I don't buy that point of view. The PolicyGuy blog is not about politics as much as it is policy, but it certainly is a blog. (Not about politics? Well, yes. It does not, for example, overtly advocate for one candidate or another, nor does it handicap political races.)

One of the most famous (or notorious) blogs of the last three years is the diary of a hip, urban young woman who, as it turns out, was a work of fiction. And lately, some of the most interesting web sites I've found about golf are blogs. So much for blogs being all about politics.

While the PolicyGuy blog spends some significant time discussing reports from various think tanks, a lot can also be learned simply from hanging out and talking with people who can report on the effects of policy on a daily basis.

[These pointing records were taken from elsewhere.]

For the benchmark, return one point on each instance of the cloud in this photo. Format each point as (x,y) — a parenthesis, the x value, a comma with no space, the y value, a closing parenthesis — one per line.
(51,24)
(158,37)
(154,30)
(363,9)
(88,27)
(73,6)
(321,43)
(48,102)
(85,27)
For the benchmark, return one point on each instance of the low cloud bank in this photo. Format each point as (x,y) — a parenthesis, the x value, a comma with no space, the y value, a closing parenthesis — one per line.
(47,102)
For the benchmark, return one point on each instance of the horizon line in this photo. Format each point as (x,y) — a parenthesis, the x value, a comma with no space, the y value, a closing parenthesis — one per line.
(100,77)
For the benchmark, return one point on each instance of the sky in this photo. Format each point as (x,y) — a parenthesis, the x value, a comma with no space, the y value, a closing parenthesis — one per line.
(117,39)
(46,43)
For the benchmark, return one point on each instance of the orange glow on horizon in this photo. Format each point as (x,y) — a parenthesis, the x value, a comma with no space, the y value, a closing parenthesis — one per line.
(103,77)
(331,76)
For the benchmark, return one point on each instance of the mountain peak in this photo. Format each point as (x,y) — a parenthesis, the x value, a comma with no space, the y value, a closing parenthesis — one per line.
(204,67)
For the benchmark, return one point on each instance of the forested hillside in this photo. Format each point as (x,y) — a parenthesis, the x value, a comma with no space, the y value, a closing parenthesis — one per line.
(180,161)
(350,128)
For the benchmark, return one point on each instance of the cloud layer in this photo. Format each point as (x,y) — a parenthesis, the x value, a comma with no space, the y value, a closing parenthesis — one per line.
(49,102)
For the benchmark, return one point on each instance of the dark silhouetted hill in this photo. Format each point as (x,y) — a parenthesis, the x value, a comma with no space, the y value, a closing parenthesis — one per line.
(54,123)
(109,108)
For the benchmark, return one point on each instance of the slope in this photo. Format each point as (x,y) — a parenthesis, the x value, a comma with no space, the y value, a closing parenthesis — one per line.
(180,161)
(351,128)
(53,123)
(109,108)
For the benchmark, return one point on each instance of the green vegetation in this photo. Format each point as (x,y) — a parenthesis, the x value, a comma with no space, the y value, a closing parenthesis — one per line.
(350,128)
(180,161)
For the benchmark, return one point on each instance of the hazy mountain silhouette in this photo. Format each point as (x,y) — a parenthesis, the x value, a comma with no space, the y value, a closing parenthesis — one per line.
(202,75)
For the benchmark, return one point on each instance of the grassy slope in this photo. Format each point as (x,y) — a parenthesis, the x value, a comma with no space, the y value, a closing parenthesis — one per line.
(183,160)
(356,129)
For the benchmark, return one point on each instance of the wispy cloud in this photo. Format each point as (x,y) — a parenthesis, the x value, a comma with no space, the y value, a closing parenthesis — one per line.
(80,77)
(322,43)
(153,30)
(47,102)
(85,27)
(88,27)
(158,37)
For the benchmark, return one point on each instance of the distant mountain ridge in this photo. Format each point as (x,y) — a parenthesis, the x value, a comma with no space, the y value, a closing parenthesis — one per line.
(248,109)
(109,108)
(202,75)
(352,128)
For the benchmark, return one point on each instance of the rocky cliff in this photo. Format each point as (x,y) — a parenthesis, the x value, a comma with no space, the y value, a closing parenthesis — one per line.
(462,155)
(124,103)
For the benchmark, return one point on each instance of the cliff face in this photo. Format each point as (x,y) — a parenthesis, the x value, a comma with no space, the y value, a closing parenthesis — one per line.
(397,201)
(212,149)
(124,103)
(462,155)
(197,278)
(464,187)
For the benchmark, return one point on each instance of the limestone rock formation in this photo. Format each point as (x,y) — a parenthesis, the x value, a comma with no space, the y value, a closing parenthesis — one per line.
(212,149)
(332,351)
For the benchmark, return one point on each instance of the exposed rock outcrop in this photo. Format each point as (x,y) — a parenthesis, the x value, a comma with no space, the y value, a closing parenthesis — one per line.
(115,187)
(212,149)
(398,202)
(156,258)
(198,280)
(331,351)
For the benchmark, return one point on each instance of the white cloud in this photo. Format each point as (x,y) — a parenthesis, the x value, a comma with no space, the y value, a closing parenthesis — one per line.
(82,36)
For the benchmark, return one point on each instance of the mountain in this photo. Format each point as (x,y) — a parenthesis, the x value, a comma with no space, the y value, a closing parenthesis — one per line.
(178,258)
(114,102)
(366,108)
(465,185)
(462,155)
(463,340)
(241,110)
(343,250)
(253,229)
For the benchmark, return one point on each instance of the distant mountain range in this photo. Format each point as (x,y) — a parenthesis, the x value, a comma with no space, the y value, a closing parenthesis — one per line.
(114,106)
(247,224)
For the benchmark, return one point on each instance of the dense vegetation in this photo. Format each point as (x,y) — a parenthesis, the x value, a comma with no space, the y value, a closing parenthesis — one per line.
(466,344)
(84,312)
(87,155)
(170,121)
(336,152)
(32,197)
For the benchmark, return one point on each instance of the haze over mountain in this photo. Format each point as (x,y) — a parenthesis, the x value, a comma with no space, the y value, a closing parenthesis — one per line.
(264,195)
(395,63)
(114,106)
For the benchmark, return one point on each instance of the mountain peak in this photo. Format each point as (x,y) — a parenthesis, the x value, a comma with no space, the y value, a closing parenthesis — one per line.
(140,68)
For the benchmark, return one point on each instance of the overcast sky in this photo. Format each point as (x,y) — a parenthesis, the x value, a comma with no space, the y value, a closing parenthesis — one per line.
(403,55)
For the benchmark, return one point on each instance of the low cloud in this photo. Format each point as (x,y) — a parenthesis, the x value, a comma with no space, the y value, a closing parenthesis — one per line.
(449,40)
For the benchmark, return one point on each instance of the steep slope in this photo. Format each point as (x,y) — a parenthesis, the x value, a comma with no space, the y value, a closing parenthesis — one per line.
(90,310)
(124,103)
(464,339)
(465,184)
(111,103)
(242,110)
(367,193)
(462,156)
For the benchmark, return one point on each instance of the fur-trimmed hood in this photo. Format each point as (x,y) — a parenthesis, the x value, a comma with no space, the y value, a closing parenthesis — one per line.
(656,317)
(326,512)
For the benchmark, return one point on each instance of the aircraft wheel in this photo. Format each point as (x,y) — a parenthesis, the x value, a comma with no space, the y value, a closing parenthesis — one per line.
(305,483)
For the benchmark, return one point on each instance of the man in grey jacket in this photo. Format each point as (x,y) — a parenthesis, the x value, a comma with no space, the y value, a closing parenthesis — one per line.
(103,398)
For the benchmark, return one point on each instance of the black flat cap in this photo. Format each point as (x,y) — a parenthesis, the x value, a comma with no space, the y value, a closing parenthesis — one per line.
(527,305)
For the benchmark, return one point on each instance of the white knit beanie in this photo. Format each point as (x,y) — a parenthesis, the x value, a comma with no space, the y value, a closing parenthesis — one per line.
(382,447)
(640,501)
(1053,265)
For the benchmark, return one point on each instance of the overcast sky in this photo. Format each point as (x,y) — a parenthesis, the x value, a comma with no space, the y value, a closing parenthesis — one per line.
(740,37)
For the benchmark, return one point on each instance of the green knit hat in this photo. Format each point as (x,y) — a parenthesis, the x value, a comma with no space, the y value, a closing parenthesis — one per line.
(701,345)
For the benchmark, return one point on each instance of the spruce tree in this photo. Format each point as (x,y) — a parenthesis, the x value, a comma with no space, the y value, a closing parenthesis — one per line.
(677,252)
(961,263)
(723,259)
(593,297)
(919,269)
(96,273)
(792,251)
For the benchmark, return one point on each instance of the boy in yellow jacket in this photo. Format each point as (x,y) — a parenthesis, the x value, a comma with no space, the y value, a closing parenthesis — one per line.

Transportation planning is an important policy issue in the Twin Cities, so I discussed the oddities of public transportation policy with a man who commutes into downtown Minneapolis. Ordinarily, he would pay north of $100 a month in parking fees. Since he is in a carpool, he gets a parking spot for $20 a month.

Does this subsidy, meant to encourage carpooling, have any effect on local traffic? No. My bloging friend would drive to work in any case. His car pool companion would take the bus if not for the car pool. In other words, one subsidy reduces the number of people using another subsidy.

All in all, it was a fascinating evening. Somewhere in this evening, there's got to be a dissertation in sociology or communications theory.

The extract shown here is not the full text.